An English rugby union team once lost a game, a little embarrassingly, to Western Samoa. One female English sports reporter on television was moved to say, 'That's really bad. Imagine if they had been playing the whole of Samoa'.

  The Last Word

During his final illness, it was suggested to Benjamin Disraeli that he might like to receive a visit from Queen Victoria. ‘No, it is better not,’ he replied, ‘She would only ask me to take a message to Albert’.

Asked on his deathbed by his son whether, looking back on a long and crowded life, he had any lasting regrets, the actor Stanley Holloway replied: ‘Yes – the fact that I never got the Mr. Kipling Cake commercials'.
 

Grave Humour – Tombstone Epitaphs

The following example shows the importance of a full stop. 

Erected to the memory of John Philips
Accidentally shot as a mark
of affection by his brother.

And here an instance of someone with an eye to business… 

Here lies Jane Smith, wife of Thomas Smith, marble
cutter. This monument was erected by her husband as
a tribute to her memory and a specimen of his work.
Monuments of the same style 350 dollars.
 
Saffy – April 2001

Saffy knows that his musings always inspire my own thoughts.

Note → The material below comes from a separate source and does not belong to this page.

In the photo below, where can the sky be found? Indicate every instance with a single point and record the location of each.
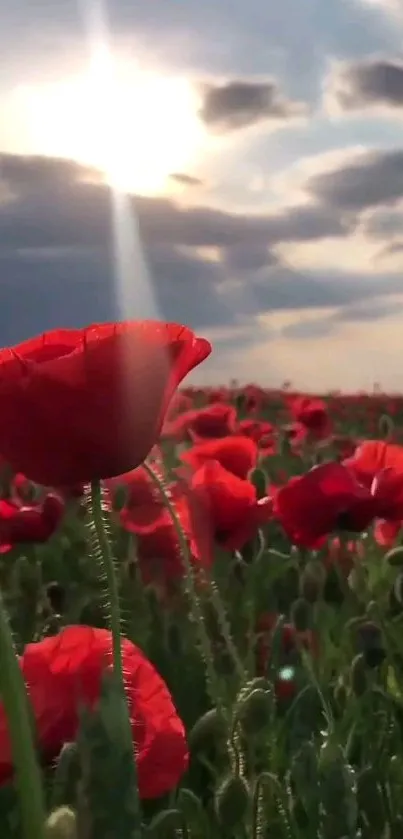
(234, 166)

I think that there should be a word for a lexical error which openly displays the writer's total ignorance of the origin of the expression he is using. Here are two examples:

One which I think David Frost first quoted: a travel writer in a British newspaper wrote that 'Today Jerusalem has become a Mecca for Jewish tourists throughout the world'.

In the business section of a paper (not the best place to look for good English expression): 'English has now become the lingua franca of world commerce'.

I must also speak to Saffy about putting in some newspaper headlines; good ones are a favourite verbal sport of mine. When Gloria Vanderbilt was taken ill in Europe, she was flown back to the United States for treatment (her family didn't really trust European medicine).
One American paper headlined, 'Sick Gloria in Transit'.